The Court noted that there will be challenges to the validity of development consent decisions that are not covered by EMPA including because the applicant cannot establish "damage to the environment" or because they are entirely historic breaches of statutory duty where no environmental damage has been caused. Murray J concluded that section 50B should not be interpreted to limit the grounds attracting cost protection only to those arising from the listed Directives or as strictly required by EU law, as unlike section 50A of the PDA, there is no reference to 'grounds' in section 50B.

The Court of Justice (CJEU) decision on section 50B

The Court stated that the recent CJEU decision in Case C-470/16 North East Pylon Pressure Campaign Ltd v An Bord Pleanála[3] (‘NEPPC’) overhangs many aspects of the case and in particular the obligation to interpret national procedural law in a way which, to the fullest extent possible, is consistent with the objectives laid down in Article 9(3) and Article 9(4) of the Aarhus Convention in "certain circumstances". Murray J agreed with the High Court's decision in that case[4], that the interpretative obligation does not solely arise where rights are created by EU law but also where parts of national law impact 'fields covered by EU environmental law'[5]. Whilst he noted that the extent to which the interpretive obligation applies is not clear, as he based his conclusion on the interpretation of domestic law, he decided it was not necessary to refer any questions to the CJEU in this case.
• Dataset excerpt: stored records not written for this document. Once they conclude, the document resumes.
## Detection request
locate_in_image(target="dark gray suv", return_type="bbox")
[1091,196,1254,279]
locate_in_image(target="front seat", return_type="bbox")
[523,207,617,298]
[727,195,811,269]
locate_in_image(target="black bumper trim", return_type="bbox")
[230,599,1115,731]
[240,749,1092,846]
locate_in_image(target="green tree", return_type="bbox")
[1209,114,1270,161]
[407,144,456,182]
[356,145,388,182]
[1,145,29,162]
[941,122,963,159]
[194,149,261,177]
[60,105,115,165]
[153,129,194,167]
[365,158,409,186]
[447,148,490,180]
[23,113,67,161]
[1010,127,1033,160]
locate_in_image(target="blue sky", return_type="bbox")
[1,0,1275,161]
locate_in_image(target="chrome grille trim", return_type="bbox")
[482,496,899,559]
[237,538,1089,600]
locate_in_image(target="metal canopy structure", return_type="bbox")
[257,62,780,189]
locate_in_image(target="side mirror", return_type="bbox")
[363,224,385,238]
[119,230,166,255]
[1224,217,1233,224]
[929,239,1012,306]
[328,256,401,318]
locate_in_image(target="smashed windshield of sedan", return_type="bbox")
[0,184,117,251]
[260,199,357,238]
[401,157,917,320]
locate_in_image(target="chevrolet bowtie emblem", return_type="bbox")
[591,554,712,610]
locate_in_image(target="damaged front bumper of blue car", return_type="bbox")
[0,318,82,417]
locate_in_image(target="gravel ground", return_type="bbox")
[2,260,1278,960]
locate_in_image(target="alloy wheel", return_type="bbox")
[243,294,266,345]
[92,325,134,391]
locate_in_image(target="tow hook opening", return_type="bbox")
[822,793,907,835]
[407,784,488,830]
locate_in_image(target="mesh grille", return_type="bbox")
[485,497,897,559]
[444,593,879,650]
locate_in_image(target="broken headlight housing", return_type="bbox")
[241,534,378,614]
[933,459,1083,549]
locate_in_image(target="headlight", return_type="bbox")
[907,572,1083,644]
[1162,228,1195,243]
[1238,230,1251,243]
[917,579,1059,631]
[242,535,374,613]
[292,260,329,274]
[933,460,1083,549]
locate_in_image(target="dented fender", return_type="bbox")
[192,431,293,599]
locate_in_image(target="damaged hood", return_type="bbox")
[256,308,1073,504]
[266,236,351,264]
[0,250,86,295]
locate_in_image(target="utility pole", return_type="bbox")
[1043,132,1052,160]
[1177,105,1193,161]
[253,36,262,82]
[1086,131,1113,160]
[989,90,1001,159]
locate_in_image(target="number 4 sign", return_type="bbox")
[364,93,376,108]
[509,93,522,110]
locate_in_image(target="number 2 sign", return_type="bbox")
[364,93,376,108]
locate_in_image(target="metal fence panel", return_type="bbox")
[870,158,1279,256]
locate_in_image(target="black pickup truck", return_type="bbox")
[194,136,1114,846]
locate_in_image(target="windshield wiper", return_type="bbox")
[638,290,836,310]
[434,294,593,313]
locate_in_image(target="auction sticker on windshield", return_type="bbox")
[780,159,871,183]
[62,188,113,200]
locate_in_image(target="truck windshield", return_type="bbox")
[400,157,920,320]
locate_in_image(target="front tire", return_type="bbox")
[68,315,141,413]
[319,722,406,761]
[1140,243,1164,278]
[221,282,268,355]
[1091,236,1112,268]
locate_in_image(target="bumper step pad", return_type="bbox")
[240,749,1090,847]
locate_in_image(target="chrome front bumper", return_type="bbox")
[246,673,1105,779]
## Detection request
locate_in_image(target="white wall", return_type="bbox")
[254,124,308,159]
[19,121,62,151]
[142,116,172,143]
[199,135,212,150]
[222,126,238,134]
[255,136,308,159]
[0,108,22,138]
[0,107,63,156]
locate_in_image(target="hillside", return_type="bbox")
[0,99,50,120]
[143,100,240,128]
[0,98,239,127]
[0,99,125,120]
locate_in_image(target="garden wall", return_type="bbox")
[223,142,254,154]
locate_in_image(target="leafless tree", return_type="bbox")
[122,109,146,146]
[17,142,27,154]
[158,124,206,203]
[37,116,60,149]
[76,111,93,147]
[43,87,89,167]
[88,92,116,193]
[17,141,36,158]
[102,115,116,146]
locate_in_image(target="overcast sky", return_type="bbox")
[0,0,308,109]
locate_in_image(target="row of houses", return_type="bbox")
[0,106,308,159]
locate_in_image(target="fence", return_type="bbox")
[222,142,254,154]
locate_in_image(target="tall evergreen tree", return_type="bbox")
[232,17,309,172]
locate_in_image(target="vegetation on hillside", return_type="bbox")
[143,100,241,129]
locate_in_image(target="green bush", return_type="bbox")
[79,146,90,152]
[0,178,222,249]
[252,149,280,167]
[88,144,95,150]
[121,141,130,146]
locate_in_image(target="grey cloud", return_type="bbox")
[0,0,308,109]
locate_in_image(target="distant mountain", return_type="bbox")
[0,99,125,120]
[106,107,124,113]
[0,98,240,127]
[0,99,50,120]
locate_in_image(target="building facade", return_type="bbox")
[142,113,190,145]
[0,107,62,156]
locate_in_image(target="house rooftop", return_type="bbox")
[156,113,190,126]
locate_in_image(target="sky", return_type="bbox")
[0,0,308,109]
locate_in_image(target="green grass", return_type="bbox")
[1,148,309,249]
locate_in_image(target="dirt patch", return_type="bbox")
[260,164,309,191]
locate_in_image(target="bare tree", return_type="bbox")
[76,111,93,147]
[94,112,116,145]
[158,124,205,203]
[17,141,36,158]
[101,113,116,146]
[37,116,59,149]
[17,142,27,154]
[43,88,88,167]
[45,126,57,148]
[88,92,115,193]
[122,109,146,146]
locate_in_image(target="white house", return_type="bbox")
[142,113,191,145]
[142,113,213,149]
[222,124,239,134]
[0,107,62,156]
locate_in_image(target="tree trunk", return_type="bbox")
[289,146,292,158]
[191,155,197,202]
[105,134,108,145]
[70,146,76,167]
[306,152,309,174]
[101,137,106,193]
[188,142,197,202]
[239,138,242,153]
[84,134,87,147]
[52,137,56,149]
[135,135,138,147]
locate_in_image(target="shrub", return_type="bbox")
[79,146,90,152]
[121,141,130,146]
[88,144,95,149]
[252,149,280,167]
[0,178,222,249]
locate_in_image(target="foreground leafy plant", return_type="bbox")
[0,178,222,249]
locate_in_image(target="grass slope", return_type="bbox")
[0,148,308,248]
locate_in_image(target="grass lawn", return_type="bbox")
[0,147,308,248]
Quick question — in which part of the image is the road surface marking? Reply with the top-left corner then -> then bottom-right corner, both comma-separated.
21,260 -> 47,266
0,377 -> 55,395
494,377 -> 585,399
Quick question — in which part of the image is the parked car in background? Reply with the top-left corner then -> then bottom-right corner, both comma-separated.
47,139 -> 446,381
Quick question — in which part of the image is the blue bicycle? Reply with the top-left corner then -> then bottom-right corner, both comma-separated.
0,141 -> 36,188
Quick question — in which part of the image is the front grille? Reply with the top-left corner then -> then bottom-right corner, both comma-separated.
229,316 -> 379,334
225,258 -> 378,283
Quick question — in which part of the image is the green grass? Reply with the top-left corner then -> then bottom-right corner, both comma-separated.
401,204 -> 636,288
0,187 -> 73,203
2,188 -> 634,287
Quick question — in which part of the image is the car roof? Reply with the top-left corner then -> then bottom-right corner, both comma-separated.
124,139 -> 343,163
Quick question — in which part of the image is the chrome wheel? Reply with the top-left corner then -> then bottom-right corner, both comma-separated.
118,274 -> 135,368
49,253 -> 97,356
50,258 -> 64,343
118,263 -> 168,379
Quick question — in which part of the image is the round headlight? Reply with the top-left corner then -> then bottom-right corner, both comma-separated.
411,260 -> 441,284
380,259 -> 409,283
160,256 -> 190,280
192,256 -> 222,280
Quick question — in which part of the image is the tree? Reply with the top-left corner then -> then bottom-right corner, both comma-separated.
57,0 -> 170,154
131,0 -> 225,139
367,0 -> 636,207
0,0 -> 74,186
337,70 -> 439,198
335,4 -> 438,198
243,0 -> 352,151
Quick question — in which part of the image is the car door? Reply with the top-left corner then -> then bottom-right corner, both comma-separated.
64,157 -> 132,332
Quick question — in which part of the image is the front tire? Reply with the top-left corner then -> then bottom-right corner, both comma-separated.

Impact of the Supreme Court decision

For the reasons set out above, the Supreme Court allowed the Applicant's appeal, set aside the order of the COA and reinstated the order made by Simons J in 2019.

This decision is hugely significant. It will be welcomed by public interest groups and individuals who are seeking to rely on special costs rules to bring challenges to decisions which relate to environmental law. It may present real challenges to developers who are seeking to progress large scale development projects including large scale residential development and the development of strategic infrastructure. The impact of this judgment will be felt across a number of industries, and stakeholders will eagerly track the effect on the volume of challenges to development over the coming months and years. Whilst the Court's conclusion was based on an interpretation of domestic law, it is evident that the Court was concerned that adopting an overly narrow interpretation of Section 50B, could undermine the Oireachtas' intention to implement the NPE rule into the Irish costs regime in compliance with the State's obligations under the Aarhus Convention.

This issue had been considered by the High Court on at least seven different occasions, and also by the CJEU. Whilst the clarity of this decision is to be welcomed, a number of other cases[6] have been appealed to the Supreme Court on a variety of issues in respect of the interpretation of section 50B including:

  • whether section 50B could apply to cases arising from a screening rather than a full Environmental Impact Assessment (EIA);
  • whether the provision was applicable where there was a full EIA but public participation grounds were not pleaded as being in issue;
  • how points that might have been (but were not) pleaded as public participation grounds should be treated; and
  • what level of ‘environmental damage’ was required before the provisions of EMPA were applicable.

It is hoped that once these matters are decided by the Supreme Court, the full extent of the application of the special costs rules will be clear.